« Back


Sermon; Advent 4C; Luke 1:39-55

Today we hear the story of what has been dubbed, “The Visitation.” This is the time when Mary, after agreeing to be part of God's plan as announced by Gabriel, runs off to visit her cousin Elizabeth, who is also a key player in this story and experiencing a miraculous pregnancy of her own.

Upon her arrival, Elizabeth's unborn child leaps for joy, Elizabeth offers a blessing, and Mary responds with the Magnificat.

The Magnificat just might be the greatest hymn/prayer of leveling ever produced. It is politically subversive. It is full of hope. It looks forward to the time when all of those man-made mountains are flattened and valleys uplifted, thereby resulting in turning despair into joy. It proclaims how things will be at the coming of the Lord. There is much to be said, and much has been said, about how the Magnificat is one of the most socially, politically, and economically dangerous pieces of literature we have.

But before we get into that, we need to back up a few verses.

We need to back up to the last words spoken by Elizabeth: And blessed is she who believed that there would be a fulfillment of what was spoken to her by the Lord.

Blessed is she who believed. This is important.

Without belief, Mary would not have agreed to participate in this outlandish plan. Without belief, the Magnificat becomes just another pipe dream. Yes, the Magnificat sings of the coming of the Lord. Yes, the Magnificat glories in promises fulfilled. Yes, the Magnificat is deeply subversive to our way of life. But it is through belief that makes it possible.

Belief is sometimes a hard thing to get a grasp on. Sometimes belief is presented as something simple that will result in great things. If you only believe, you will be healed. If you only believe, you can close your eyes, click your heels together three times, and go home.

Sometimes it's used as a punishment. If you really believed, they wouldn't have died. And other like-sentiments.

But belief is more complicated than that.
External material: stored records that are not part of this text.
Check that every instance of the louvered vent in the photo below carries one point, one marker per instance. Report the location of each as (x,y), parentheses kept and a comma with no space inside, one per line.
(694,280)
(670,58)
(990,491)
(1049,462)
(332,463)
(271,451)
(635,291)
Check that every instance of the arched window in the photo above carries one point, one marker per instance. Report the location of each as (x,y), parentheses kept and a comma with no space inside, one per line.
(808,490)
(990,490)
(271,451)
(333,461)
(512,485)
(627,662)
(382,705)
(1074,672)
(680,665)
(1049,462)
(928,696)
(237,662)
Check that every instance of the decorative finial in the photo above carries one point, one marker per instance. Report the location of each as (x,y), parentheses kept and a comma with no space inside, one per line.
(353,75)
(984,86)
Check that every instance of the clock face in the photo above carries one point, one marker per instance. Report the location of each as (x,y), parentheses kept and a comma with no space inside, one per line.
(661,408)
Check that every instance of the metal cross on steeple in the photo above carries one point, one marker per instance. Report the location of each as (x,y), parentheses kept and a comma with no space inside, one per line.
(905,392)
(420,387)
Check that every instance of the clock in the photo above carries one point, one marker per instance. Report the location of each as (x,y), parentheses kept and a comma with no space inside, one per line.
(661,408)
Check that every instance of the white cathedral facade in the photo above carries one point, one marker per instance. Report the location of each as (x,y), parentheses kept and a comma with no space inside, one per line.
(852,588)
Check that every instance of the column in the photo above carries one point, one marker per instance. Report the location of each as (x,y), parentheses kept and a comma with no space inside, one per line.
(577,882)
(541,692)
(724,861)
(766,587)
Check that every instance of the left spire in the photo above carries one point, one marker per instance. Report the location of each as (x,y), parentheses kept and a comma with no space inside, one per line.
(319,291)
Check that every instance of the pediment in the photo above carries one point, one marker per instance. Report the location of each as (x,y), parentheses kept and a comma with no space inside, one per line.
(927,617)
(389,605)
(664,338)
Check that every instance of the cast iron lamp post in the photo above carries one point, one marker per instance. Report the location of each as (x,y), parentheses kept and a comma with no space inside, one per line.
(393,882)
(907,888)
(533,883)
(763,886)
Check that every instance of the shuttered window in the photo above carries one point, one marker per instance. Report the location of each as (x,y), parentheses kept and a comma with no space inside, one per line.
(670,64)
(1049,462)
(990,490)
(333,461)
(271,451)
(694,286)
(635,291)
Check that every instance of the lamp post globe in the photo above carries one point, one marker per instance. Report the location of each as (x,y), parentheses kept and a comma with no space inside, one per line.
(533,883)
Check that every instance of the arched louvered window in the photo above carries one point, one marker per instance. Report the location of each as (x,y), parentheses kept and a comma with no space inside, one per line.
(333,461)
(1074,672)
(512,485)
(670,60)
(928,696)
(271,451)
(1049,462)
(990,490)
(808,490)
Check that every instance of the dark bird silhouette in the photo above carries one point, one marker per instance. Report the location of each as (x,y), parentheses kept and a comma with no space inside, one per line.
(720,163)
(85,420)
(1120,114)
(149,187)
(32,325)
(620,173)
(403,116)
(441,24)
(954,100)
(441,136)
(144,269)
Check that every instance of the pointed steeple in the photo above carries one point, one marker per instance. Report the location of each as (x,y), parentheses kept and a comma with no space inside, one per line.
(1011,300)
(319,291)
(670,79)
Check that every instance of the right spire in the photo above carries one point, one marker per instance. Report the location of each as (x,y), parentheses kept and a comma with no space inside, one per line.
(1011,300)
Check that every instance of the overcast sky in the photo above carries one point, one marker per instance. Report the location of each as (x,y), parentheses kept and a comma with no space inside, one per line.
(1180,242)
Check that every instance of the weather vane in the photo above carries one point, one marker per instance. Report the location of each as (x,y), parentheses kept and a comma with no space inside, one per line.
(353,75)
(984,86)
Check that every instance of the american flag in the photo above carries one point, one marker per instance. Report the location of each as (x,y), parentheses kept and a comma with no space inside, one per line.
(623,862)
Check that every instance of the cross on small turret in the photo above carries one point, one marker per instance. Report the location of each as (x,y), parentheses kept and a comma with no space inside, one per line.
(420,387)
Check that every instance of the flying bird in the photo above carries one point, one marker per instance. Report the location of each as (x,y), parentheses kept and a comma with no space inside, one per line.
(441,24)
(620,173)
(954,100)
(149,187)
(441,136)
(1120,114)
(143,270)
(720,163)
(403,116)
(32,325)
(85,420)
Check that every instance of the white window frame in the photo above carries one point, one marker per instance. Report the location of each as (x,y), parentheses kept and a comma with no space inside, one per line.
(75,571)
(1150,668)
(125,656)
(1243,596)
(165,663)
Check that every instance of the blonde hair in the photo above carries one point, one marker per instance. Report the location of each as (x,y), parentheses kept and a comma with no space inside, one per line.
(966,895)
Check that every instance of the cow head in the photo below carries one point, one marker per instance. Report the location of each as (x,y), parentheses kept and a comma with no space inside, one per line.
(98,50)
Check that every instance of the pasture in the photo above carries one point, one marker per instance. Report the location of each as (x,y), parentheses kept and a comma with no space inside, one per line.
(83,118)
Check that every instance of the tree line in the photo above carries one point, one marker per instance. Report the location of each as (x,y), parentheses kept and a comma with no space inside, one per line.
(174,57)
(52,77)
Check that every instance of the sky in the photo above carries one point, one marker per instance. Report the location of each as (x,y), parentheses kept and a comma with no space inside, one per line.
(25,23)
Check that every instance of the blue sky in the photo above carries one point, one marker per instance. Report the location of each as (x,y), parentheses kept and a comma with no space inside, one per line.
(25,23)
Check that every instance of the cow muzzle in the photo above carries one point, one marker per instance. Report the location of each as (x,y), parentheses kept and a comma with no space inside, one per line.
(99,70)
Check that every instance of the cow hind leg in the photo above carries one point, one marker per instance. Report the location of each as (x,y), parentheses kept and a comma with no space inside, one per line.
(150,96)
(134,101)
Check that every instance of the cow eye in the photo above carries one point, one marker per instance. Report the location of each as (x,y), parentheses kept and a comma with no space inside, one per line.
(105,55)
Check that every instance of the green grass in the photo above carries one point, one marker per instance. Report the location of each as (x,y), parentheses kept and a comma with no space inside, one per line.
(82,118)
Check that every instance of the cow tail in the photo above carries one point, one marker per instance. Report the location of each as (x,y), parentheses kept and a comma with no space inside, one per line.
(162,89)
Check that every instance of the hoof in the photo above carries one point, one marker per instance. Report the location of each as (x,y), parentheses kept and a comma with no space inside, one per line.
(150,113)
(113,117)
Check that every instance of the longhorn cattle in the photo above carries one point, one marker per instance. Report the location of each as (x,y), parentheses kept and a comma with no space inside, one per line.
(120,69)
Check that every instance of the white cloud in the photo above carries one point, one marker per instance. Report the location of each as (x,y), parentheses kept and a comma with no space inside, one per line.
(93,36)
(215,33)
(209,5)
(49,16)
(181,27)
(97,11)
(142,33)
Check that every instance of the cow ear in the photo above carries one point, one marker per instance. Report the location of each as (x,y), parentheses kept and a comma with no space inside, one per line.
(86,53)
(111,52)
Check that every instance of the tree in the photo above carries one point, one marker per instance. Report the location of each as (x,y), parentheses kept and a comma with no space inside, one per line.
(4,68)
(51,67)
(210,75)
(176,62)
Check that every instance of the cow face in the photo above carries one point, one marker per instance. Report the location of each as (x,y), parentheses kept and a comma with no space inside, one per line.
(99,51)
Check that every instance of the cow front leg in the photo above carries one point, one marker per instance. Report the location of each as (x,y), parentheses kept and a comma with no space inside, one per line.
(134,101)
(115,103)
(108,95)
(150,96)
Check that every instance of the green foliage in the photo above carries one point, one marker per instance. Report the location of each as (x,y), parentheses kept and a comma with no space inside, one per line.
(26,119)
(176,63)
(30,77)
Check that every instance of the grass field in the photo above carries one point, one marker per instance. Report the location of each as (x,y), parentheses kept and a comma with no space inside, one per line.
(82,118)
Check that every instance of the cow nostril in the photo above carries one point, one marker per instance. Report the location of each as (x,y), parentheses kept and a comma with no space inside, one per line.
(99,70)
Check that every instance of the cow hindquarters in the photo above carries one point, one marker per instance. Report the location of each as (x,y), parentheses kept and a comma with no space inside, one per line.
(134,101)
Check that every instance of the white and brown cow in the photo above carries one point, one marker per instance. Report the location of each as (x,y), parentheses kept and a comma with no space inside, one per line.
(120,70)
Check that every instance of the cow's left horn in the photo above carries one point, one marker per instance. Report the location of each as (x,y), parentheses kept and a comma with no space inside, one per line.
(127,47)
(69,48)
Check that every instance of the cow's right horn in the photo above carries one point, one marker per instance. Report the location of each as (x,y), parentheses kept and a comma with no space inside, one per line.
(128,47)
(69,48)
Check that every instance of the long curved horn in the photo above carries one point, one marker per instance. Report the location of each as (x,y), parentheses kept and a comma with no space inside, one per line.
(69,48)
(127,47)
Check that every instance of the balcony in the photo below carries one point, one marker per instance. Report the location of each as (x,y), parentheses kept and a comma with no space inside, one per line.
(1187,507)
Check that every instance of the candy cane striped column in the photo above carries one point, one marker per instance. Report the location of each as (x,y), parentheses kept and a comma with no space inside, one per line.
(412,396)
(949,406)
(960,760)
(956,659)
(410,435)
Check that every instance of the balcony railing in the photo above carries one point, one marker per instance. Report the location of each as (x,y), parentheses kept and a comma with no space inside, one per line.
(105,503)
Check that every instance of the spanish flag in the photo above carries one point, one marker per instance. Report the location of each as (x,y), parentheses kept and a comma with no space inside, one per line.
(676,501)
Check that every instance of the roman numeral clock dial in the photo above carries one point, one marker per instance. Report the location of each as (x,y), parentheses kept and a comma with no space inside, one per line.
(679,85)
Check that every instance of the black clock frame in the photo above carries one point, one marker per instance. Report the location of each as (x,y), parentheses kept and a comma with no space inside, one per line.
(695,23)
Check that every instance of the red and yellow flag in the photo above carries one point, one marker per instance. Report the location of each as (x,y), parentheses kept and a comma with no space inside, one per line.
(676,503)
Sometimes what we believe happens within our seeing, such as Mary's belief that God has looked upon her with favor. More often than not, what we believe is yet to come, such as when Abraham was told he would be the father of a great nation. This is Advent – belief in the already and not yet go hand in hand.

One reason belief is complicated is because we believe in a God who, when asked, “Who should I say sent me?” said, “Tell them, 'I Am' sent you.” And in a confrontation with the religious leaders, Jesus said, “Before Abraham was, I am.”

For us, we experience time, past and present, and look forward to the future. But for God, there is no past and no future, there just is. God is self-defined as “I Am.” This makes the fulfillment of the kingdom problematic for us, because it is a future, yet-to-happen event. For God, it already is.

Another reason belief is complicated is because we must act on it.

It's not enough to say, “I believe in God.” It's not enough to recite the Creed. It's not enough to hear the Magnificat and admire how beautiful it is. We need to ask ourselves, both as individuals and as a church body, “What is it we are called to do?”

That question should be the foundation of this parish and our faith.

What is it we are called to do? We are called to worship, welcome, serve, and encourage. These are tangible things that our belief leads us to act on.

When we act on our belief, God will look with favor upon us. When we act on our belief, we can envision a time when the proud will be scattered, the powerful brought down, the lowly lifted up, and the hungry filled.

It's easy to believe when things are going well. It's much harder to believe when things are difficult. This is the tension we live into, this is the tension of Advent, and this is the tension Mary lived into.

May we follow the example of Mary and risk believing in God's promises that are not yet come but already here. And may that risk lead us to act on behalf of God in a world that sorely needs a righteous example.